父母很少和他们往来,我平时也很少和他们往来。
周末,阳光洒出一片油,油在空中被风撕散,油例子拌和着空气里的分子挥发掉,变成微小的颗粒,散得到处都是,空气的分子是有限的,但阳光是无限的,所以,她把油散发的到处都是,散在人的身上,物体的身上,渗透进去,进入一切表面不平滑的物体,拟补这一缺陷。
在这种气氛下走,你会感觉自己浑身上下每一寸肌肤都沉浸在暖滑的温馨中,我就走在这种氛围里,我走在从姥姥家回家的路上。我是孤单的,没有人和我作伴,路上偶尔会看见个人,所以,大多数时间,就我一个人在走着,我总是试图封闭自己的想法,不把想法变成语言来和别人交流,我憋得难受,所以我很少笑,当我想说话时,喉咙里有个小怪物就会卡在我的小喉舌那里,把它掰变形,我声音被堵住了,发不出来。
我走着走着,突然看到一个人,那个人扛着个大大的行李卷,右手扶着行李卷,左手还拿着个袋子,左手紧贴着腋下,样子很怪。
等他走近了,我才看清他吃力的拿着个大袋子,大袋子四四棱棱的,袋口已经扎不上了,漏出几本书的封皮,他使劲拽着那个大袋子口处的袋边,手上露出一条条血管,但是他就是固执着不肯托着袋子走,腋下还夹着几本书。他看到我,对我笑笑,点点头。

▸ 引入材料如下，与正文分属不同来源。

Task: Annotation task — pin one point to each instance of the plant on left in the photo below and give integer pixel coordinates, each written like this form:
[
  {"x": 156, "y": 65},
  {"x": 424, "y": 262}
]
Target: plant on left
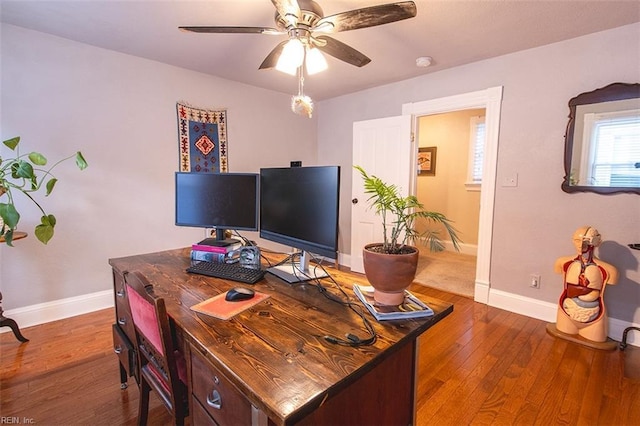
[{"x": 26, "y": 173}]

我看着他的眼睛,这么亮。奇怪了,这个眼睛在那里见过呢,令我如此熟悉。
他走过去了,我看着那个高高的背影,很好奇,我就这么看着,看着他慢慢的走远,看着他奇怪的动作。
家里没有什么人,也难怪,这么好的天气,大家都去捞油水了,怎么还会来吃饭呢?
爸爸和妈妈坐在一起聊着天。
“玉莲儿,你过一阵子去一趟林业局吧,去给咱家的营业执照换一下。”爸爸说。
“早上坐雷老五的车,到那里也就上午八九点钟,下午就回来了。”营业执照上面写的是母亲的名字。
“爸。”我怯怯的叫着爸爸,却不叫妈。因为厉害的人比较有威力。这威力会吓跑我喉中的小怪物。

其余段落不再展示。